Rıza Akdemir; din, bayrak vatan ve millet sevgisiyle çırpınan bir îmânlı kalbe sahiptir. Heyecan dolu bir yapısı vardır ammâ bu yapıyı dizginleyen de, O'nun müthiş derecede fikir ve bilgi dolu beynidir. Aşkı; hudutsuz bir ummândır ki, Allah ve Peygamber sevgisinin emâresi olarak, zaman zaman zaptedilmez olur ve âdeta kükrer.
Bu bahiste, O'nun, sözünü ettiğimiz kitabından, Türk Genci'ne sesleniş bölümleri nakletmek istiyorum. İşin en güzeli, sizleri, Rıza Akdemir'in sözleriyle başbaşa bırakmaktır, diye düşünüyorum:.

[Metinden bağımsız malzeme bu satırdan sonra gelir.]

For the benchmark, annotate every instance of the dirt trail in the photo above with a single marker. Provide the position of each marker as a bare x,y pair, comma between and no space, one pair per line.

Bakınız, neleri nasıl kaybettiğimizi ince bir hicivle nasıl anlatıyor:
"Sevgili yavrum,
Bayraktarım benim;
Duygularını anlıyorum. Gözyaşlarını kalbinde duyuyorum senin...İzâhı var çocuğum...Uzun, kanlı, firaklı bir hikâyedir bu...Kısaca anlatayım...Biz, şehitler, yiğitler, velîler yurdu Anadolu'yu garbın tırnakları kanlı istilâcı güçlerinden yalnız toprak ve yalnız Coğrafya olarak kurtardık. Ankara'nın, Afyon'un kalelerine Türk Bayrağı çektik ama îmânın bütün burçlarını teker teker yıktık.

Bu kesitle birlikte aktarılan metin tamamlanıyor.